I had never thought about Danny Boyle as a potential director of a Bond movie, but now I think about it, he would probably do a great job. So not for there first time here are a few thoughts on who I would like to see direct the next Bond movie:

Kathryn Bigelow

What would it be like?

A Kathryn Bigelow Bond film would be like every other Kathryn Bigelow, full of action played out by troubled and conflicted characters.
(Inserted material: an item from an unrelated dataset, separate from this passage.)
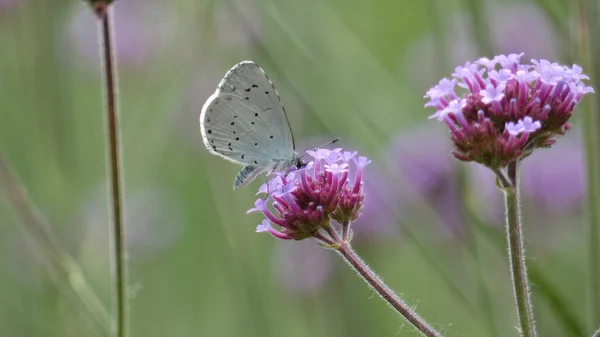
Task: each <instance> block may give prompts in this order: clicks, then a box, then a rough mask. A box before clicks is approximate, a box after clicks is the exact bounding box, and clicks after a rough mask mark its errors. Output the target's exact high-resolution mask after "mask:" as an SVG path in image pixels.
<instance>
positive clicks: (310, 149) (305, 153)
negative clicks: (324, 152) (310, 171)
mask: <svg viewBox="0 0 600 337" xmlns="http://www.w3.org/2000/svg"><path fill="white" fill-rule="evenodd" d="M339 140H340V139H339V138H335V139H333V140H330V141H328V142H327V143H325V144H322V145H319V146H317V147H315V148H312V149H310V150H307V151H306V152H304V154H302V157H304V156H305V155H307V154H308V151H316V150H318V149H322V148H324V147H325V146H329V145H331V144H333V143H337V142H338V141H339Z"/></svg>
This is why she would be perfect as a Bond director, there is already a little bit of Johnny Utah, William James and Lenny Nero in Bond.

Who would play Bond?

Bigelow doesn’t seem to play the Hollywood favouritism game so she would probably go with who ever was incumbent in the role.

Will it happen?

Sadly, probably not.

Christopher Nolan

What would it be like?

As with Batman, I would expect a deeper darker more political Bond, possibly without the existentialism. The action would be big, grand and most importantly real (in camera, not CGI where possible). Like with Bigelow’s take on the character, Bond will be a complicated and conflicted one, but possibly more focussed and driven.

Who would play Bond?

Nolan has a reputation for returning to actors he has used in the past. This makes Christian Bale and Tom Hardy the most likely candidates. I’m not sure I can see either of them in the part, but am willing to give Nolan a chance as he certainly hasn’t let us down yet. I also like the idea of Anne Hathaway and Marion Cotillard as Bond girls and Memento star Guy Pearce as a villain.

Will it happen?

Given his ability to make profitable movies and his declared interest in the job I think it will happen eventually.

Quentin Tarantino

What would it be like?

I still want to see a 1950’s and/or 60’s set Bond series based on the original Ian Fleming Novels starting with Casino Royale. I can think of no director I would rather see take on (or at least start) such a project. He would make the movies fun without the silliness of Roger Moore and Pierce Brosnan, the right blend on bonkers and brilliant.

Who would play Bond

I have no idea, when he spoke about his desire to have made Casino Royale (after the 2006 was had been made) he said he would have used Pierce Brosnan not Daniel Craig. Having worked with him on Inglourious Basterds, Michael Fassbender stands has a good chance but all bets are off if you hire Tarantino.

Will it happen?

Extremely unlikely.

Nicolas Winding Refn

What would it be like?

The leftfield choice. The Danish director would make a very different Bond movie. It would certainly be slick stylish and violent but it could also take it back to a smaller more concise story.

Who would play Bond?

Again I would go with Michael Fassbender.

Will it happen?

Probably not commercially viable.

David Fincher

What would it be like?

A darker and more thoughtful Bond with more of an eye to conspiracy and investigation than action but with an underlying brutality. Stylish looking with stunning photography and great acting.

Who would play Bond?

Having worked well together on The Girl with the Dragon Tattoo, stick with Daniel Craig.

Will it happen?

Stands a chance.

But before that, we have Skyfall set for UK release on 26 October.